YouTube comments I'm guessing?
|12-12-2011 04:35 PM|
I think OP's main issue is that the hill just isn't steep enough to gain the momentum needed to work the board. try exactly what you were doing on a steeper slope and you will get it no problem.
You are accentuating the quickness of the turns by swingin your back end around and skiding then locking in the turn. on a steeper slope the board will do all the snapping for you all you have to decide is when to transition.
The key here is to suck up your knees in the transition then push out as you compress through the turn. not full extended, just when as you lock in and feel the lateral force push to about 25% bent then suck back in to 50-75% as you make the transition. your upper body stays pretty much the same height off the snow through the whole thing.
Im not an expert either im just describing what it feels like when im riding.
2nd dude has it down pretty good i think.
|12-12-2011 03:51 PM|
Originally Posted by newguy36 View Post
Because of the relatively mild slope and the low speed, it is hard to get very "dynamic" on your turns in those conditions. You are linking your turns pretty smoothly (I find a lot of people hang on to a edge too long and "over-turn" and skid out the end of their turn)... so it's good that you are transitioning from toeside edge to flatboard to heelside edge to flatboard to toeside edge etc in a nice smooth rhythm. You are also kind of "kicking" the board out which on hard/icy slopes will cause the tail of board to slip/skid out (causing you to lose your balance).
1. Sort of? I've never thought of it quite as "pulling away" from me... but when I do a cross-under turn... the board definitely hooks and "swizzles" under me... not sure if that makes any sense
2. You shouldn't be losing your balance... but for what I consider to be dynamic turns... there is a sense of compression early in the turn initiation... and then pushing out on the edge in the middle of the carve.

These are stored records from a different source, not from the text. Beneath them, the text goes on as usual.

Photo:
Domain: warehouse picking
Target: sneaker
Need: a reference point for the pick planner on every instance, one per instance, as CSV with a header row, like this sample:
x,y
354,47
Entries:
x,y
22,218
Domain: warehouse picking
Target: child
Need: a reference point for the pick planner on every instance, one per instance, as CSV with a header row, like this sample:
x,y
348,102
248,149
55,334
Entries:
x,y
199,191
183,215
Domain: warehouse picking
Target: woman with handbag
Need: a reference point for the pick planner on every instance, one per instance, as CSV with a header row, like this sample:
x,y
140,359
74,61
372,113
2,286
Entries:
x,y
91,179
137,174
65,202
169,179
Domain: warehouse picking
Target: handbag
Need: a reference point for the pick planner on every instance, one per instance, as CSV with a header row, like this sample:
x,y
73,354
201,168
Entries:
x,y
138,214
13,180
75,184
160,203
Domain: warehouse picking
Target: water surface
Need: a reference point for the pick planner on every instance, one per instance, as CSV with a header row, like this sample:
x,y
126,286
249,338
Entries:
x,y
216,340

3. So yes, you don't want to lean back (with straight legs)... but you also don't want to bend at the back too much (with straight legs) which I what I think you are doing. Maybe what you want to be doing is putting more weight onto your front foot. That's more leaning towards the nose of your board (versus bowing forward).

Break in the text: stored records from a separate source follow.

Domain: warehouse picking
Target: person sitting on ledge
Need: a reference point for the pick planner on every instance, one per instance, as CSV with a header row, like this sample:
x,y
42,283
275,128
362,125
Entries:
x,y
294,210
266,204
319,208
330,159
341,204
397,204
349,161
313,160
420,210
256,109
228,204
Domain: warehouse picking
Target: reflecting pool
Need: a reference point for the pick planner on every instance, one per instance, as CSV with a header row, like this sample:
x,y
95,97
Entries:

Here is a video of me trying to film myself riding with a regular camera (it is surprisingly hard to point a non-fisheye camera at yourself while snowboarding). I make no claims at all to having superior form as I tend to bend over too much on my toeside turns as well, but I think you can see my legs "compressing" at the start of a turn (especially the first turn) and then pushing out... as well as "trying" to keep my body upright and angled with the slope (I need to work on it).
I hope this helps...
The end of the video (around 1:10) has photos of the trail that I took from the chairlift the same day you can see my carved track pretty distinctly from all the other ones (some people were skeptical that I was carving my turns). If you are going to hate on my video/technique that's fine... I just request you post a video of your riding as well as a response.
|12-12-2011 02:49 PM|
Are these dynamic turns?!!?
This weekend was the first time I could get out for the season(Dam you mother nature). Here is a short clip of me trying to turn dynamically. This video is from the end of the second day. I think I was a little tired so I started straightening my front leg.
1) Early in the weekend when I had more strength I felt like my turns were a lot better. When i was making my turns i could feel the board pulling away from me. Should I be feeling this? Is this feeling the board grabbing the edge and initiating the turn?
2) I was also focusing on keeping my knees bent when the board was under me. I would then push out on my edges. At times it felt like I was trying to stand up, and i would lose my balance. Should i be feeling this?
3) I tend to lean back a little. I was trying to focus on leaning forward this weekend. I figured if i i focused on bending my knees at the same angle i would accomplish this. How do i know if I'm leaning to far forward?
Sorry for the wall of text. Any input would be appreciated. Thanks!